Data Disruption


Usually, we use the term data corruption or attack to talk about data interruption issues. I am using the term Data Disruption to discuss a topic that may surprise you. Most data security issues are self-inflicted by the business’ employees.  At least 40 – 50% of system outages are caused by human error, which includes:  poor software and hardware management, poor maintenance on hardware and software, untested upgrades of software, or application code.

Many data disruptions are preventable by ensuring that your IT staff are following solid maintenance processes, capacity management on disks, network, data pipes. It is easy to set up email alerts and direct the emails to many addresses or better, a group.

Ensuring the alerts are examined, validated, and corrected is another story. Many shops send so many alerts or take so long to make changes that the alerts turn into noise.  key to preventing this is to make sure alerts are actionable.

If management won’t support the expenses or wish to examine and approve the needed changes the team will look the other way too. Most IT teams are overwhelmed and work long days. Sending requests to fix things that are ignored by upper management causes a malaise that can affect the entire team.

My first recommendation if you are a manager or business owner: Listen to your IT team and help them help themselves. Many system outages that cost your company money can be prevented but providing the requested support to your team, and ensuring they have the tools and permissions necessary to monitor and maintain your system.

Poor roll up and poor accessibility plans, and rules also cause other outages or slow systems. Review with your IT staff the rules concerning who can role up to your production systems, who does the testing and who approves the new code or any other changes. Frequently, system slowness occurs after a bad query, report, or new application code is rolled up by the wrong person at the wrong time.

When staff are allowed to do whatever they want in the system, bad things happen to good people and good companies especially at the worst times.  You should also ensure that roll ups are communicated in advance to the team, or at least scheduled at regular intervals. Creating a specific roll up schedule will help identify issues when they occur and will help you team plan to monitor the upgrades, keeping greater vigilance directly after changes are made. This prevents a culture of constantly putting out fires and allowing those fires to delay deadlines.
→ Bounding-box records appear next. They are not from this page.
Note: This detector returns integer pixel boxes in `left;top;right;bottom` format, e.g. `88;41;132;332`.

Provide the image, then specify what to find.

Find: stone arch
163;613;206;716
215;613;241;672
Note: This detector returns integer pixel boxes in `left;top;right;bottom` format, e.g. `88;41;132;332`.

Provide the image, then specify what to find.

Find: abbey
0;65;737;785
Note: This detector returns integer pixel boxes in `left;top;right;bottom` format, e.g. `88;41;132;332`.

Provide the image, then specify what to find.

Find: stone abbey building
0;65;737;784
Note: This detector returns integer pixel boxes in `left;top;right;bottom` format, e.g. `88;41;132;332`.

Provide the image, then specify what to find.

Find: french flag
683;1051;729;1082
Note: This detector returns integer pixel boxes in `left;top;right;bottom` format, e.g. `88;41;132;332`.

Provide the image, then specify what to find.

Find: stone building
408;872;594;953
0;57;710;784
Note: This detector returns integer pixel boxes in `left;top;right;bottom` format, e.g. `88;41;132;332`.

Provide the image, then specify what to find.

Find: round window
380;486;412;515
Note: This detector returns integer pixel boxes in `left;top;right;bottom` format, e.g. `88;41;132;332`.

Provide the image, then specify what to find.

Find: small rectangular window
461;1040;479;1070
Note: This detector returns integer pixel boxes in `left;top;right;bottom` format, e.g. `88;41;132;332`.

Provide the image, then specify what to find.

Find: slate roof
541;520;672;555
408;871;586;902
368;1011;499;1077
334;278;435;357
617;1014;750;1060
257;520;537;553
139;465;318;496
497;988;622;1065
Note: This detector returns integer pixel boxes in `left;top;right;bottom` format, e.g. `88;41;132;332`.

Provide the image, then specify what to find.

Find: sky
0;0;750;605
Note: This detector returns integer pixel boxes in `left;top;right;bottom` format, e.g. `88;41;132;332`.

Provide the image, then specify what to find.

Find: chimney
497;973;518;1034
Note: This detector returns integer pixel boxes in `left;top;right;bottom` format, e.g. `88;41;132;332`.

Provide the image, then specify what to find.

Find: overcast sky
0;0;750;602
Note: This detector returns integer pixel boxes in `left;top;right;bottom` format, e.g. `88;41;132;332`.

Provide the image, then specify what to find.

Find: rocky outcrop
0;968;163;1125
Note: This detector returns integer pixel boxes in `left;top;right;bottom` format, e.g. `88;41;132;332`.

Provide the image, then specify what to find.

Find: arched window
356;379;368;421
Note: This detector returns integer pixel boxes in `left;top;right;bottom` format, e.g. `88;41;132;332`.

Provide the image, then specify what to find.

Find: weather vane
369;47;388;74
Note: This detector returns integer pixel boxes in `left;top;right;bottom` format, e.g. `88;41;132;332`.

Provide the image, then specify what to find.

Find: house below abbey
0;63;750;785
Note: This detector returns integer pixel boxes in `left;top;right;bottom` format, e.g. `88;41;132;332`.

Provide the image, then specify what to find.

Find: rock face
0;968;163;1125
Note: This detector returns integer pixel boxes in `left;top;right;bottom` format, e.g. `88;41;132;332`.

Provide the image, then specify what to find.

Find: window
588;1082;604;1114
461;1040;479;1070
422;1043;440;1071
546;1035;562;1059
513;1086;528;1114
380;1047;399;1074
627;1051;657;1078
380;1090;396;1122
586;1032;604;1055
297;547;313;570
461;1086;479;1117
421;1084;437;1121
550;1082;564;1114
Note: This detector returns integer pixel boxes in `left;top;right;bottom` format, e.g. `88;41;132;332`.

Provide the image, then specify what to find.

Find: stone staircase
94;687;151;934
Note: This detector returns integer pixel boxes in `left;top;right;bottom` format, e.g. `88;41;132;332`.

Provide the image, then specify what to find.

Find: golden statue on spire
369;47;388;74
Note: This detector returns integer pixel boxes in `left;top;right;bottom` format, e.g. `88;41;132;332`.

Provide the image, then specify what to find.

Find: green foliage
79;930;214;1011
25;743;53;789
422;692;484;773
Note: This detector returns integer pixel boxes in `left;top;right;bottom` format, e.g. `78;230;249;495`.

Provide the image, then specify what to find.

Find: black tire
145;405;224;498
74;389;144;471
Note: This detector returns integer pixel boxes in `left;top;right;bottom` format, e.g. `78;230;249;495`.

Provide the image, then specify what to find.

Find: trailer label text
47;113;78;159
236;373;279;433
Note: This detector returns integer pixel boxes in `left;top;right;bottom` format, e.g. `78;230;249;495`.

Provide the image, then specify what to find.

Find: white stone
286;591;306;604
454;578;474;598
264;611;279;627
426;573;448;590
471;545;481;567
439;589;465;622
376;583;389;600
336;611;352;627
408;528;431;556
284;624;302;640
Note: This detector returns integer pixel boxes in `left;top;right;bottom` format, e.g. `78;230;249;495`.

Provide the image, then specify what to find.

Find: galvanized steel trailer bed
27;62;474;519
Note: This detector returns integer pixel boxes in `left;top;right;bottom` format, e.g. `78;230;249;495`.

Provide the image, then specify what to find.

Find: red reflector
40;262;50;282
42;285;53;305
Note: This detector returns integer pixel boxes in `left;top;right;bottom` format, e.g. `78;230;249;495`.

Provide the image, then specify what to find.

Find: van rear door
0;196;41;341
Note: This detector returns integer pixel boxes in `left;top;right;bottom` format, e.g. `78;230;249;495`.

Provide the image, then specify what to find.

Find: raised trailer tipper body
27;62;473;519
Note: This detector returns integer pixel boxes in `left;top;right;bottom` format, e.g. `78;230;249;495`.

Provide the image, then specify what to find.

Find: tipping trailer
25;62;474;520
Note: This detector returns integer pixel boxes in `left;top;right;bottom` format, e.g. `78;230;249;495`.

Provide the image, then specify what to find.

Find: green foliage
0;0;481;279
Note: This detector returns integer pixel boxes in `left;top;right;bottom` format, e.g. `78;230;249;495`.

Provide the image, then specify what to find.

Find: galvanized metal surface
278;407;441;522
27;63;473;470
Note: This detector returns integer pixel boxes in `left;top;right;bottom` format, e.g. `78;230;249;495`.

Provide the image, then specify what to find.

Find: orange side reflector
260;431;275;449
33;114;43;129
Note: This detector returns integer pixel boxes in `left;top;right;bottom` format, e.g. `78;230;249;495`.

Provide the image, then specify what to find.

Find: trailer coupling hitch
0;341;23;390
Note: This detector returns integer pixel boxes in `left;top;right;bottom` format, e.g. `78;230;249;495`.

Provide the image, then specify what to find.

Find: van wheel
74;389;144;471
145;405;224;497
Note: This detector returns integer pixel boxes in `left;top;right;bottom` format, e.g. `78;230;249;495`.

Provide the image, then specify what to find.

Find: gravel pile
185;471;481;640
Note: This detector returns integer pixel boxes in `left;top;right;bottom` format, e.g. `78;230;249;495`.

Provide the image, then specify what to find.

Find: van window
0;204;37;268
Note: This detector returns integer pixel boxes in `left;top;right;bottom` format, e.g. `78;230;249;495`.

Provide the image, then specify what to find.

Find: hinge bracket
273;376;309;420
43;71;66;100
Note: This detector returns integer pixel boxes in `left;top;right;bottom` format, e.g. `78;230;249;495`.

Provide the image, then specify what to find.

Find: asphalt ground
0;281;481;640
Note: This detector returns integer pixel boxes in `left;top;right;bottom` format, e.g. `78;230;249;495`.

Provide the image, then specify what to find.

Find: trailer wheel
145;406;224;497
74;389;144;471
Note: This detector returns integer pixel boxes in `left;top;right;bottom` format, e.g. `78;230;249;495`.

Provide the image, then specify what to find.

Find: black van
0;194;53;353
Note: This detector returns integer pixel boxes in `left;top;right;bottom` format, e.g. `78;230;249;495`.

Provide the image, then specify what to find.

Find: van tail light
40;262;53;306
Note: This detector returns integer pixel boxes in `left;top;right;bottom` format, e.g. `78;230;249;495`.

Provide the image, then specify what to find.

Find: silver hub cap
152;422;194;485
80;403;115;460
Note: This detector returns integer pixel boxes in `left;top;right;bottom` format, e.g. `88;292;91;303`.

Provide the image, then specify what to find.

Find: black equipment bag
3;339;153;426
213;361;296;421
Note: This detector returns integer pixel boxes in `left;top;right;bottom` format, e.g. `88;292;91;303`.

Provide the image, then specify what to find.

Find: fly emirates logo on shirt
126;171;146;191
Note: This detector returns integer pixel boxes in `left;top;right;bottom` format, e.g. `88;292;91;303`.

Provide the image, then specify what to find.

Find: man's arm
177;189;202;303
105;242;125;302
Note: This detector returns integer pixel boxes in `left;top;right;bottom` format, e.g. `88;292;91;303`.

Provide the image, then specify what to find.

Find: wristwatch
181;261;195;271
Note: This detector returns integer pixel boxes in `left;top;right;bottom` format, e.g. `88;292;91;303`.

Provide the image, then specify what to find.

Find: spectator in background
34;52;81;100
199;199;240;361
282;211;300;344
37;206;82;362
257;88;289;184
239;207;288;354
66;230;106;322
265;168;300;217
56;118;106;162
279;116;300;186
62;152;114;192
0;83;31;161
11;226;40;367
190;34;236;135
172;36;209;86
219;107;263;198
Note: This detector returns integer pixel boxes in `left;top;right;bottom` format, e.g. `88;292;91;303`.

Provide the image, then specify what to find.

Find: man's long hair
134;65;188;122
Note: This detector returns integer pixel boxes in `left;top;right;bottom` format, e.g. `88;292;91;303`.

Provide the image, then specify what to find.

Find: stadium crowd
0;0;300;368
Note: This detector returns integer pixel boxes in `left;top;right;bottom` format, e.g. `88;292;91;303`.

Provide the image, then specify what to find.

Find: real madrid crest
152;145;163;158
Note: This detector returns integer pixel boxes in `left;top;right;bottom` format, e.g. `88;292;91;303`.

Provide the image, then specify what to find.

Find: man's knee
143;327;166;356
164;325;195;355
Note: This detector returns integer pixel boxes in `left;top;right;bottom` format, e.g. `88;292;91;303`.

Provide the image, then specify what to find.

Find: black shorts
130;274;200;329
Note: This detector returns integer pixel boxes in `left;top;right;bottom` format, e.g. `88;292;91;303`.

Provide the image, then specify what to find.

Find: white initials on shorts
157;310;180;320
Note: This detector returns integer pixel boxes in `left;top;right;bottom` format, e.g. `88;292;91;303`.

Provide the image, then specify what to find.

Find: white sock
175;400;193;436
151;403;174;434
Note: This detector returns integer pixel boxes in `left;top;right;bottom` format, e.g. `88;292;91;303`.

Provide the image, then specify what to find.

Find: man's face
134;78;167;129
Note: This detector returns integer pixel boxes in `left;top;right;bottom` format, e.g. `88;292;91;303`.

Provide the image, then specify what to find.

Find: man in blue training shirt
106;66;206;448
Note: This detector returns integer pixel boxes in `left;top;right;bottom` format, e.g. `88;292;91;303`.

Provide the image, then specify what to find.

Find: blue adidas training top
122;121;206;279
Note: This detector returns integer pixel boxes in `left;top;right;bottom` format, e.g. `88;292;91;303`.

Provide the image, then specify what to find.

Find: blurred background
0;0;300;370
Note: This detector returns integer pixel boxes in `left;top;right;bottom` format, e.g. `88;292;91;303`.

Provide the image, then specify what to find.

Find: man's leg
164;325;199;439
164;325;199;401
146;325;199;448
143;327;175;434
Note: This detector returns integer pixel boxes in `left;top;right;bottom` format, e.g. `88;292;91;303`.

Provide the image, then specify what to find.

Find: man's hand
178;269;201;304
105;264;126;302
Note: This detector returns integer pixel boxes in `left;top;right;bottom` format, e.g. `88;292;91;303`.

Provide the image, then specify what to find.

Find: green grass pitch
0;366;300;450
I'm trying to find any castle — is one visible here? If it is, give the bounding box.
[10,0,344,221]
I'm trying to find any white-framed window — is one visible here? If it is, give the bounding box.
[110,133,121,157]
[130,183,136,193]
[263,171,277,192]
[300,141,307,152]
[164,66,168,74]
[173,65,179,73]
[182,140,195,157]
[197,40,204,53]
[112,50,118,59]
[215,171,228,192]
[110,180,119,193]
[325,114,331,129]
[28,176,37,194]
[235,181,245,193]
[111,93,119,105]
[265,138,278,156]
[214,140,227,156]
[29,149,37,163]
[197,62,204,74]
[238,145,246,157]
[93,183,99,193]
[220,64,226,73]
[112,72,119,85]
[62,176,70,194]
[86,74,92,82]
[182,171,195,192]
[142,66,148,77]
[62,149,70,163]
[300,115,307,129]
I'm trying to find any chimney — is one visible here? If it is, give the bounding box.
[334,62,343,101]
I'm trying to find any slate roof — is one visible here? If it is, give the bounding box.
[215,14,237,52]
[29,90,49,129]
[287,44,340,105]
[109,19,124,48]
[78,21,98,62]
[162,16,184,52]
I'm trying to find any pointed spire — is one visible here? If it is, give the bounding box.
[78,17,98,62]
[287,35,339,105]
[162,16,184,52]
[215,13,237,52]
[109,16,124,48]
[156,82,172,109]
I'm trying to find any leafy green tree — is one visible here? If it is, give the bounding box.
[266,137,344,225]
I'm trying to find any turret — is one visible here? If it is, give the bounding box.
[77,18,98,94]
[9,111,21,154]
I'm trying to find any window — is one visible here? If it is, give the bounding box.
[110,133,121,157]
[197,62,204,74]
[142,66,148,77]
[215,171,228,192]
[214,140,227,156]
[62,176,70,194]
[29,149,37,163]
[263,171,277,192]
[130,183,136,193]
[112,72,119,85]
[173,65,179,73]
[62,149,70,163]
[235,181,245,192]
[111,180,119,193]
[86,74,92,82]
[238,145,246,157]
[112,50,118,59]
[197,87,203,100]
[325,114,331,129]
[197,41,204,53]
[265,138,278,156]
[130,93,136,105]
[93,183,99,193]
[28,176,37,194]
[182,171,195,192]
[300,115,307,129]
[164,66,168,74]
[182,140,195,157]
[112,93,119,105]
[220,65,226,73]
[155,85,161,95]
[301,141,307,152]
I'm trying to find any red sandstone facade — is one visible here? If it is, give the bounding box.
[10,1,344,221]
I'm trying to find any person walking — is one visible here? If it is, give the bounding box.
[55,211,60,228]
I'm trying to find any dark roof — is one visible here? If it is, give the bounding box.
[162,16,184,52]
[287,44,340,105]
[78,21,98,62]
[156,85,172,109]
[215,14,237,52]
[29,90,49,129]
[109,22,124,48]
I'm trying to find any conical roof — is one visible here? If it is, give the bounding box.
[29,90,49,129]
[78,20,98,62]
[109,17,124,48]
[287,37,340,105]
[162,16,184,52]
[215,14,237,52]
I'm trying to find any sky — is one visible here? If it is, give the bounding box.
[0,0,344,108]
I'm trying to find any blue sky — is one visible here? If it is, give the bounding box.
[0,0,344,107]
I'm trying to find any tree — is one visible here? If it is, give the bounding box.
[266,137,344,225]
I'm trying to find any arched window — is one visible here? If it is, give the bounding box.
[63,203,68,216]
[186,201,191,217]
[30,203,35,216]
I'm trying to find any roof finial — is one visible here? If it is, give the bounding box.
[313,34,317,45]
Here is a checklist to start these discussions with your team:

  1. Who owns the system? Who is the system administrator?
    1. Top roles must be limited to a handful of people; this is not a public role you want everyone to have access to especially in production, but consider limitations in development environments as well
  2. Who is the owner of all truth? (Honestly should be more than one person)
    1. Where is all the information kept?
      1. Runbooks
      1. Disaster Recovery plans
      1. Encryption Key locker
      1. Who has access to what?
      1. User accountability review
      1. Current vs of your application code
      1. Current network map?
      1. Security Rules
  3. Roll ups
    1. Who tests roll ups?
    1. Who is allowed to roll up the code?
    1. Is there always a roll back plan? If not, who allows this step to be skipped?
    1. Who approves the roll up?
    1. When are roll ups?
    1. Who tests production after the roll up?
    1. Who determines when the rollback option must be enacted?
    1. Who is final approver?
  4. What Maintenance is being done in the environment?
    1. Capacity checks
    1. Network checks
    1. Security checks
    1. Backups
      1. What backup process did you select, why?
      1. Where are they?
    1. Performance checks
    1. Data integrity checks
    1. Who is responsible for each, how often, who to report issues to, to request changes to resolve?

In Summary, if you already know all of this and you have a fabulous team that communicates to you celebrate for a moment. If not, talk to your team and get these answers written and stored in your system for the next time you have data disruption. It may save you some money, clients, and sanity.